At this point you can then use the next stage of the CTEs to grab a real row number
(using TOP 1 where the row ID > the random number) and JOIN to that row, and you'll have full access to the AdventureWorks row to change a number of fields in one UPDATE.
Or you can have this simpler example, where ChangeData2 becomes a list of IDs and one new field from the randomly selected AdventureWorks row.
USE [MyDatabase];
With AW_Names as -- Get Maximum ID for range of random numbers
( SELECT Max(ContactID) as MaxID
FROM [AdventureWorks].[Person].[Contact]
),
ChangeData1 as -- Get ID numbers for table we want to change, and a random num for each row
(
SELECT
ID,
ABS(CHECKSUM(NewId())) % (SELECT MaxID FROM AW_Names) as Rando
FROM myTable
),
ChangeData2 as -- Get ID numbers for table we want to change, and a name from AdventureWorks for each random field
(
SELECT
ID AS ChangeID,
( SELECT TOP 1 LastName FROM [AdventureWorks].[Person].[Contact]
WHERE ContactID > Rando
) As NewField
FROM ChangeData1
)
UPDATE myTable
SET
Lastname = ChangeData2.NewField
FROM ChangeData2 WHERE ChangeData2.ChangeID=ID
It seems to run acceptably fast, even a more complex version that updates numerous fields at once, and randomises a Date of Birth column too. Thousands of records safely cleansed in the blink of an eye. This has become my starting point for a long script that will cleanse a number of tables.
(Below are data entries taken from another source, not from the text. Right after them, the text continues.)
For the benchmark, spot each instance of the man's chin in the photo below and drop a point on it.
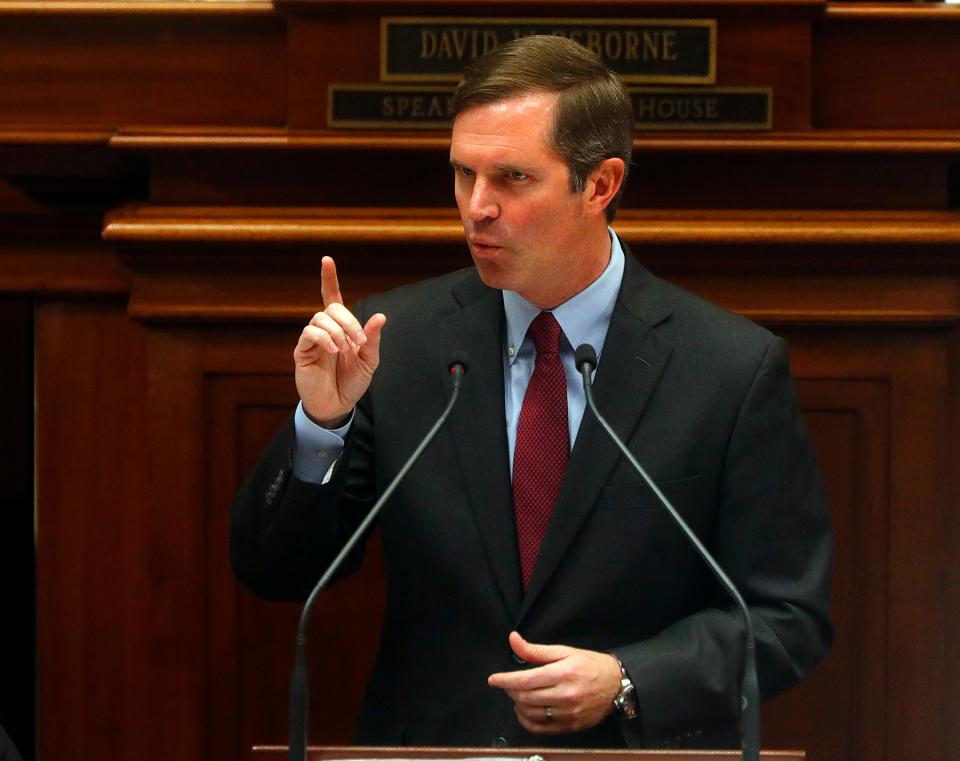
(491, 273)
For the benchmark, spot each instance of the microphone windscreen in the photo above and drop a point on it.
(585, 355)
(460, 358)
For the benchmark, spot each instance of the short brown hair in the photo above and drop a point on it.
(594, 116)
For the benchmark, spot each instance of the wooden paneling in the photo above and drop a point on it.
(163, 351)
(111, 70)
(17, 559)
(875, 67)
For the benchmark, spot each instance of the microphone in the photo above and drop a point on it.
(299, 685)
(585, 359)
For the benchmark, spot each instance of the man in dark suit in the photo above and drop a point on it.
(537, 592)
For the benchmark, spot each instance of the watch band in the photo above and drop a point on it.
(625, 701)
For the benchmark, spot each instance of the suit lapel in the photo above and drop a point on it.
(630, 366)
(479, 429)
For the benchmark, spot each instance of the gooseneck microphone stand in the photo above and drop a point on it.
(586, 360)
(299, 686)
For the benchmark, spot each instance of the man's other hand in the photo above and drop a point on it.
(335, 357)
(577, 686)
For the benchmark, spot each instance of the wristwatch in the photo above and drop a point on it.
(625, 701)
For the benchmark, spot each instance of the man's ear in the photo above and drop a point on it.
(604, 183)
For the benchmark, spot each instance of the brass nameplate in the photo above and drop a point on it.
(702, 108)
(641, 51)
(366, 106)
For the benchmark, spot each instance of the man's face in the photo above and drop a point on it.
(527, 232)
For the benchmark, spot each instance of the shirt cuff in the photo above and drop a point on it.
(316, 449)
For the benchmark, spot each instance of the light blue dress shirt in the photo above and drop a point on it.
(584, 318)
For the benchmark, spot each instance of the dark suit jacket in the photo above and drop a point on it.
(704, 399)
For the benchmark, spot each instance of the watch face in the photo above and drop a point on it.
(626, 701)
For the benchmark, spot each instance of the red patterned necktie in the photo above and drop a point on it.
(543, 443)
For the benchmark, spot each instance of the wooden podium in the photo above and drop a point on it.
(357, 753)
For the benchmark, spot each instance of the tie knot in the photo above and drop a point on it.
(545, 332)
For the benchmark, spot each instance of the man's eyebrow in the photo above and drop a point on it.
(525, 169)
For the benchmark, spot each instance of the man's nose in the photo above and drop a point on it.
(483, 202)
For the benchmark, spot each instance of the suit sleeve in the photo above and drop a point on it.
(284, 531)
(773, 539)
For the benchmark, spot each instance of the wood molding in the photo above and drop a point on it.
(157, 225)
(136, 8)
(909, 142)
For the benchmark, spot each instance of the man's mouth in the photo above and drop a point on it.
(483, 246)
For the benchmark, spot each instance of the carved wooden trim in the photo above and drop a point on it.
(907, 142)
(164, 224)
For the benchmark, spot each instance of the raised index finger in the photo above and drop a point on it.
(329, 284)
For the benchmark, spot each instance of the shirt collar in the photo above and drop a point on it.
(584, 317)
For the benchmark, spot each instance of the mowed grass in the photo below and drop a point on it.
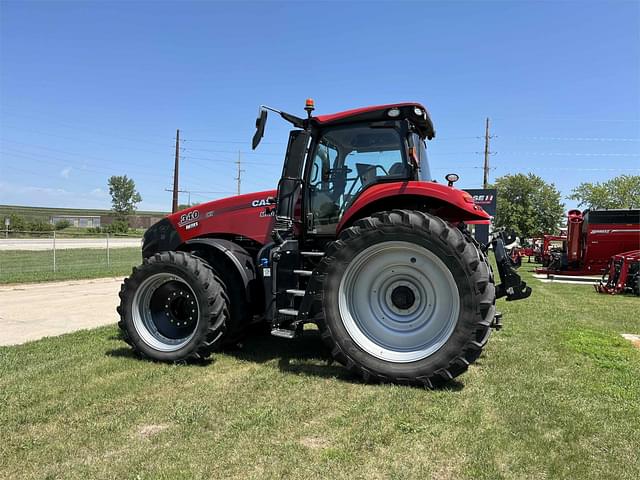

Alternatively, you could take a look at Anonimatron, which was my first port of call before I decided to go it alone...
Anonimatron
This free software (a Java .jar) can whizz through tables and fields that you specify in an XML config file, using a variety of new data types (crazy ancient Roman names for example!) and can remember how it did it so that future runs will change the same fields to the same new values if you wish to keep certain parts of your data familiar.
See the author's blog for a guide :
http://rolfje.wordpress.com/2013/11/03/anonimatron-quick-start/
Having updated my Java installation (so that .jar programs.can run), I then downloaded Anonimatron from
http://sourceforge.net/projects/anonimatron/
I used the folder within the zip download to unzip into a folder :
C:\Program Files\Anonimatron\anonimatron-1.7\
I took a look at the batch file supplied, and converted it to Windows line feeds, and ran it. It complained about memory, not being able to "reserve enough space for object heap". Not a great intro to the joys of Java, but an opportunity to learn...
I eventually figured out what the
-Xmx2G parameter was doing, so I tried
-Xmx1600m instead, and got that much working. Keeping the original batch safe, I was now using a copy called
ano.bat.
Realising that I wanted another batch to play with (to call the main one) I set up
ano2.bat to call the first batch as required :
ano.bat -config config.xml -synonyms synonyms.xml
This was enough to do the trick, after I got it connecting to MS SQL, which called for the installation of a free 'JDBC' driver download and install.
Grab Microsoft JDBC Driver 4.0 for SQL Server from
http://www.microsoft.com/en-us/download/details.aspx?id=11774
and then place a copy of
sqljdbc4.jar from that installation into
C:\Program
Files\Anonimatron\anonimatron-1.7\jdbcdrivers
alongside the MySql and
PostgreSQL ones.
If you wish to use
integratedSecurity=true in the connection string, you'll need to copy
sqljdbc_auth.dll to the main
C:\Program
Files\Anonimatron\anonimatron-1.7\ folder
(or sort out the library path
issues!)
Example
If this command line works :
sqlcmd -S myServer\test -d myDatabase -Q "SELECT ID,LastName FROM myTable"
then this XML file config.xml should work - in this case changing a name column to wacky Life of Brian names like Augusnus, Dibocus, Ebodabogubinus etc.!
<?xml version="1.0" encoding="UTF-8"?>
<configuration jdbcurl="jdbc:sqlserver://myServer;instanceName=test;DatabaseName=myDatabase;integratedSecurity=true;">
<table name="myTable">
<column name="LastName" type="ROMAN_NAME" />
</table>
</configuration>
The command parameter -configexample is used to display help, running for me via the batch file:
ano.bat -configexample
This reveals the following possibilities for anonymising your data fields (and you can also write you own 'anonymizers' too, to bolt in) :
DEFAULT_TYPES
java.lang.String
java.util.Date
CUSTOM_TYPES
RANDOMCHARACTERS
DUTCHBANKACCOUNT
UUID
ELVEN_NAME
ROMAN_NAME
PREFETCHCHARACTERS
RANDOMDIGITS
EMAIL_ADDRESS
STRING
BURGERSERVICENUMMER
The author is responsive to requests for assistance on his blog, or via the dev website, so it's worth considering Anonimatron if it seems to suit your needs. I'm going down the route of rolling my own, any other suggestions are welcomed if you'd like to comment. Thanks.